Matrix Logarithm¶
The matrix logarithm is the inverse of matrix exponential.
linalg.logm¶
1. Basic Usage¶
import numpy as np
from scipy import linalg
def main():
A = np.array([[2, 0],
[0, 3]])
log_A = linalg.logm(A)
print("A =")
print(A)
print()
print("log(A) =")
print(log_A)
if __name__ == "__main__":
main()
2. Inverse Relationship¶
import numpy as np
from scipy import linalg
def main():
A = np.array([[1, 0.5],
[0, 2]])
# log(exp(A)) = A
exp_A = linalg.expm(A)
log_exp_A = linalg.logm(exp_A)
print("A =")
print(A)
print()
print("log(exp(A)) =")
print(log_exp_A.real.round(10))
if __name__ == "__main__":
main()
3. exp(log(A)) = A¶
import numpy as np
from scipy import linalg
def main():
A = np.array([[2, 1],
[0, 3]])
log_A = linalg.logm(A)
exp_log_A = linalg.expm(log_A)
print("A =")
print(A)
print()
print("exp(log(A)) =")
print(exp_log_A.real.round(10))
if __name__ == "__main__":
main()
Requirements¶
1. No Negative Eigenvalues¶
import numpy as np
from scipy import linalg
def main():
# Matrix with negative eigenvalue
A = np.array([[-1, 0],
[0, 2]])
# logm may return complex result
log_A = linalg.logm(A)
print("A eigenvalues:", np.linalg.eigvals(A))
print()
print("log(A) (complex):")
print(log_A)
if __name__ == "__main__":
main()
2. Nonsingular Matrix¶
import numpy as np
from scipy import linalg
def main():
# Singular matrix - logarithm undefined
A = np.array([[1, 0],
[0, 0]])
try:
log_A = linalg.logm(A)
print(log_A)
except Exception as e:
print(f"Error: log undefined for singular matrix")

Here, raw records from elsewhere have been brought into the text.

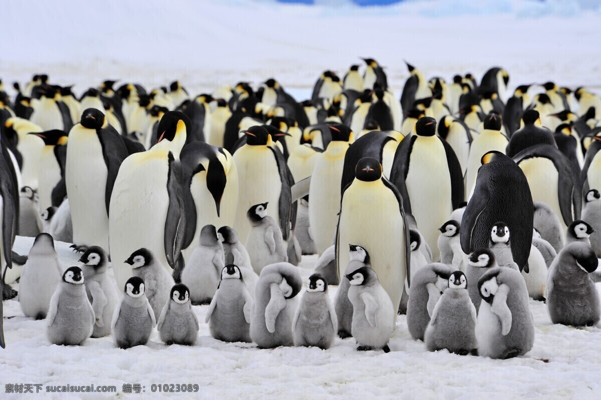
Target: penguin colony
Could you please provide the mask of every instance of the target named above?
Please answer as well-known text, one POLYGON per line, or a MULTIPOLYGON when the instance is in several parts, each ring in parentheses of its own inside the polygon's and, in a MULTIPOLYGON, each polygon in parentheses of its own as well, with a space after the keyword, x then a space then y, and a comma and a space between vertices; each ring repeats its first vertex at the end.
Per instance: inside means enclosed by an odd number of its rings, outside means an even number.
POLYGON ((3 300, 20 279, 51 343, 123 348, 155 327, 194 345, 203 304, 214 338, 261 348, 394 351, 406 313, 429 351, 506 359, 532 347, 529 297, 554 323, 598 323, 601 99, 407 64, 399 100, 364 61, 302 102, 274 79, 197 96, 105 80, 79 98, 46 74, 14 98, 0 81, 3 300), (16 234, 35 237, 28 257, 16 234))

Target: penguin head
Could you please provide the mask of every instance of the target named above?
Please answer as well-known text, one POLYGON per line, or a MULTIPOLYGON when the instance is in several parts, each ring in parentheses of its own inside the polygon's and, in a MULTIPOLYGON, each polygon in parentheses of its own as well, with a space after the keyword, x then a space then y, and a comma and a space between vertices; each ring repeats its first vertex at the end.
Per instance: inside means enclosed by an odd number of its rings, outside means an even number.
POLYGON ((185 304, 190 301, 190 290, 183 283, 175 284, 171 288, 171 300, 178 304, 185 304))
POLYGON ((81 126, 88 129, 99 130, 108 126, 105 115, 98 109, 86 109, 81 114, 81 126))
POLYGON ((468 263, 472 267, 487 268, 495 263, 495 254, 490 249, 481 247, 476 249, 469 255, 468 263))
POLYGON ((502 119, 496 113, 490 112, 484 118, 484 129, 500 131, 501 126, 502 126, 502 119))
POLYGON ((144 294, 144 280, 139 276, 132 276, 125 282, 125 293, 130 297, 139 297, 144 294))
POLYGON ((328 283, 321 275, 314 273, 309 276, 309 281, 307 287, 307 291, 311 292, 316 291, 328 291, 328 283))
POLYGON ((134 269, 145 267, 150 264, 153 258, 153 254, 148 249, 142 248, 136 250, 124 263, 129 264, 134 269))
POLYGON ((449 277, 450 289, 465 289, 468 287, 468 279, 461 271, 455 271, 449 277))
POLYGON ((219 241, 215 225, 205 225, 200 230, 200 244, 212 246, 219 241))
POLYGON ((221 270, 221 279, 242 279, 242 273, 237 265, 230 264, 226 265, 221 270))
POLYGON ((492 243, 508 243, 509 227, 503 222, 496 222, 490 230, 490 241, 492 243))
POLYGON ((442 224, 438 230, 441 231, 441 234, 447 237, 453 237, 459 233, 459 222, 454 219, 449 219, 442 224))
POLYGON ((409 230, 409 247, 411 251, 415 251, 419 249, 421 245, 421 237, 419 237, 419 232, 413 229, 409 230))
POLYGON ((269 141, 269 132, 264 126, 251 127, 244 134, 246 136, 246 144, 251 146, 265 146, 269 141))
POLYGON ((159 122, 157 143, 162 140, 173 142, 175 137, 185 138, 192 132, 192 122, 187 115, 179 111, 168 111, 159 122))
POLYGON ((246 212, 246 216, 251 222, 259 222, 267 216, 267 205, 269 202, 263 203, 252 206, 246 212))
POLYGON ((415 123, 418 136, 433 136, 436 133, 436 120, 432 117, 422 117, 415 123))
POLYGON ((56 146, 66 145, 69 134, 59 129, 53 129, 45 132, 31 132, 29 134, 41 138, 46 146, 56 146))
POLYGON ((79 258, 79 262, 93 267, 103 266, 106 263, 106 253, 99 246, 91 246, 79 258))
POLYGON ((79 267, 69 267, 63 274, 63 281, 73 285, 84 283, 84 273, 79 267))
POLYGON ((567 227, 567 231, 572 237, 578 239, 588 239, 595 230, 590 225, 581 219, 577 219, 567 227))
POLYGON ((361 246, 349 244, 349 261, 358 261, 364 264, 369 264, 370 254, 361 246))
POLYGON ((382 178, 382 164, 373 157, 364 157, 357 163, 355 177, 364 182, 373 182, 382 178))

if __name__ == "__main__":
main()
Applications¶
1. Rotation Interpolation¶
import numpy as np
from scipy import linalg
def main():
# Interpolate between rotations
theta1, theta2 = 0, np.pi/2
R1 = np.array([[np.cos(theta1), -np.sin(theta1)],
[np.sin(theta1), np.cos(theta1)]])
R2 = np.array([[np.cos(theta2), -np.sin(theta2)],
[np.sin(theta2), np.cos(theta2)]])
# Interpolation: R(t) = R1 @ exp(t * log(R1.T @ R2))
log_diff = linalg.logm(R1.T @ R2)
for t in [0, 0.25, 0.5, 0.75, 1.0]:
R_t = R1 @ linalg.expm(t * log_diff)
angle = np.arctan2(R_t[1, 0], R_t[0, 0])
print(f"t={t}: angle = {np.degrees(angle):.1f}°")
if __name__ == "__main__":
main()
2. Principal Logarithm¶
import numpy as np
from scipy import linalg
def main():
# For positive definite matrix, log is real
A = np.array([[4, 2],
[2, 3]])
log_A = linalg.logm(A)
print("Symmetric positive definite A:")
print(A)
print()
print("log(A) (real):")
print(log_A.real.round(6))
if __name__ == "__main__":
main()
Summary¶
| Function | Description |
|---|---|
linalg.logm(A) |
Matrix logarithm |
Key: Requires nonsingular A. May be complex for matrices with negative eigenvalues.